James Crawford’s Theory of Second Language Acquisition

We conclude our look at some of the most prominent voices in the second language learning community with James Crawford, who has long been an activist for more effective bilingual education policies. A former editor of the online magazine, Education Week, Crawford has written numerous essays and books discussing language policy in schools, advocating for sensible language-learning legislation, pushing for reforms of education legislation particularly with respect to the current No Child Left Behind mandates in place, and exposing the bigotry and ignorance behind “English Only” movements that seek to tamp down progress in the implementation of bilingual education programs in American schools.

Crawford has tackled many subjects around the diversity of language, but his most passionate seems to be the issue of promoting greater acceptance of incorporating bilingual education in U.S. schools. He has written extensively against making English the prevalent language in education and debunks many popular myths and theories that fuel “English Only” sentiment around the country.
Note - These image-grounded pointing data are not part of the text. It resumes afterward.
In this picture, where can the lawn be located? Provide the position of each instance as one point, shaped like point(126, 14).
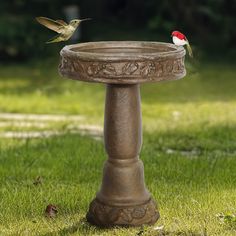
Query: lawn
point(189, 152)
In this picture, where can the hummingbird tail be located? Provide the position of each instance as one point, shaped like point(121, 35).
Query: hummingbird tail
point(55, 39)
point(190, 51)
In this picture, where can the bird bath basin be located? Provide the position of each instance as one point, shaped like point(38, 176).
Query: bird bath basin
point(123, 198)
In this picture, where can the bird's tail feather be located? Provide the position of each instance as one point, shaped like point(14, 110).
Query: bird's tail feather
point(190, 51)
point(55, 39)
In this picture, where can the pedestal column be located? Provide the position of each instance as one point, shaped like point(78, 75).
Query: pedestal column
point(123, 198)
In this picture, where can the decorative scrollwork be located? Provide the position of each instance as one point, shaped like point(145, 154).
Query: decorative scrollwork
point(104, 215)
point(137, 70)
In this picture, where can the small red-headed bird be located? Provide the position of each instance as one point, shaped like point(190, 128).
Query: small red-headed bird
point(180, 39)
Crawford has written in support of Krashen’s and Cummins’ theories, in that the exposure to a new language doesn’t lie within the repetition, but from the quality of the exposure, or input, that the learner is receiving. He advocates in support of immersion within that language for more successful acquisition.
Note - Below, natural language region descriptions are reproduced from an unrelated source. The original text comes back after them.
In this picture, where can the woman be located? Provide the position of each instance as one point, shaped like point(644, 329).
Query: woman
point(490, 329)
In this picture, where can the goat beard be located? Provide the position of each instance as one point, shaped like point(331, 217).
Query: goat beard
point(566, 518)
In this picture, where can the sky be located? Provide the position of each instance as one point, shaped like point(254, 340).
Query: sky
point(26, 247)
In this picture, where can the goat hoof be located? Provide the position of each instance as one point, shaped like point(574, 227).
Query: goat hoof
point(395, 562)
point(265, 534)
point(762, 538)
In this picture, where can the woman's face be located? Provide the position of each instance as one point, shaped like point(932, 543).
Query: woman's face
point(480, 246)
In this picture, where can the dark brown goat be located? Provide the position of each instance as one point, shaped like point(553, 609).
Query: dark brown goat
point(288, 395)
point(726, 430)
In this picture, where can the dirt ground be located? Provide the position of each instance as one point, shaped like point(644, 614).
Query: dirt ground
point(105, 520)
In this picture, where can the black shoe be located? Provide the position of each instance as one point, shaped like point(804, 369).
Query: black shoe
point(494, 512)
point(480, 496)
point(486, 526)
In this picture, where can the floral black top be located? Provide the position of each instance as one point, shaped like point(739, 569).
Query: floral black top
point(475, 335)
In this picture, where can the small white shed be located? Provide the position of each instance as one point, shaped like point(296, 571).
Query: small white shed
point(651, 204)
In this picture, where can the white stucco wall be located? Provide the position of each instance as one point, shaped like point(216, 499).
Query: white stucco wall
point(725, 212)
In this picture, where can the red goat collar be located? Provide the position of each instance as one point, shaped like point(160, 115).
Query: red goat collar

But he also points out the shortcomings with policies such as No Child Left Behind in that the law doesn’t adequately address all of the challenges that second-language learners face with respect to setting goals for academic excellence that are too difficult to achieve because schools are ill-equipped to help these students reach the prescribed accomplishments. He feels that the mandates in place under the law are too “one size fits all”. While they may prove effective to native language students, they don’t take into account the difficulties second language learners face in not just understanding English, but succeeding with their studies in other topics and subjects. Crawford has argued that second language learners need particular assessments that are more in tune with their needs, but they are woefully under-served in this regard. They need unique instructional programs, alternative teaching models, comprehensive diagnosis and monitoring procedures in place to determine proper proficiency levels in a bid for greater accountability for their academic success. For these children, social and economic development could become greatly stunted and, as a result, they will fall behind in the American experience as adults.